In jtimonen/lgpr: Longitudinal Gaussian Process Regression

knitr::opts_chunk$set(collapse = TRUE, comment = "#")
knitr::opts_chunk$set(dev = "png", dev.args = list(type = "cairo-png"))

require("lgpr")
require("ggplot2")
require("rstan")

Introduction

In this tutorial we simulate and analyse count data.

Binomial data

We first show how to generate binomial data

set.seed(131)
simData <- simulate_data(
  N = 12,
  t_data = seq(12, 72, by = 12),
  covariates = c(2),
  noise_type = "binomial",
  relevances = c(0, 1, 1),
  lengthscales = c(18, 24, 18),
  N_trials = 100,
  t_jitter = 1
)

plot_sim(simData)

Beta-binomial data

The noise level in the previous example was rather low. To generate more noisy observations, we can draw from the beta-binomial distribution. The overdispersion parameter $\gamma \in (0,1)$ controls the noise level, so that $\gamma \rightarrow 0$ would be equivalent to binomial noise (no overdispersion) and larger values mean more noise. Here we set gamma = 0.3.

set.seed(131)
simData <- simulate_data(
  N = 12,
  t_data = seq(12, 72, by = 12),
  covariates = c(2),
  noise_type = "bb",
  gamma = 0.3,
  relevances = c(0, 1, 1),
  lengthscales = c(18, 24, 18),
  N_trials = 100,
  t_jitter = 1
)

plot_sim(simData)

dat <- simData@data
str(dat)

Defining model

To use beta-binomial observation model in our analysis, we use the likelihood argument of lgp(). Here we define a $\text{Beta}(2,2)$ prior for the gamma parameter.

my_prior <- list(
  alpha = student_t(20),
  gamma = bet(2, 2)
)

Fitting the model

We fit a model using the generated beta-binomial data.

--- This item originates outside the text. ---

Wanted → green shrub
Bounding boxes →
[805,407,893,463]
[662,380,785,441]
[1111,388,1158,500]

fit <- lgp(y ~ age + age | id + age | z,
  data = dat,
  likelihood = "bb",
  num_trials = 100,
  prior = my_prior,
  refresh = 300,
  chains = 3,
  cores = 3,
  control = list(adapt_delta = 0.95),
  iter = 3000
)

print(fit)

We see that the posterior mean of the gamma parameter is close to the value used in simulation (0.3). We visualize its posterior draws for each MCMC chain:

plot_draws(fit, type = "trace", regex_pars = "gamma")

relevances(fit)

Visualising inferred signal and its components

We subsample 50 draws from the posterior of each component $f^{(j)}$, $j=1,2,3$

draws <- sample.int(1000, 50)

and visualize them

p <- pred(fit, draws = draws)
plot_components(fit, pred = p, alpha = 0.1, color_by = c(NA, NA, "z", "z"))

as well as the sum $f = f^{(1)} + f^{(2)} + f^{(3)}$

plot_pred(fit, pred = p, alpha = 0.3)

Out-of-sample prediction

t <- seq(2, 100, by = 2)
x_pred <- new_x(dat, t)
p <- pred(fit, x_pred, draws = draws)
plot_pred(fit, p, alpha = 0.3)
plot_components(fit, pred = p, alpha = 0.1, color_by = c(NA, NA, "z", "z"))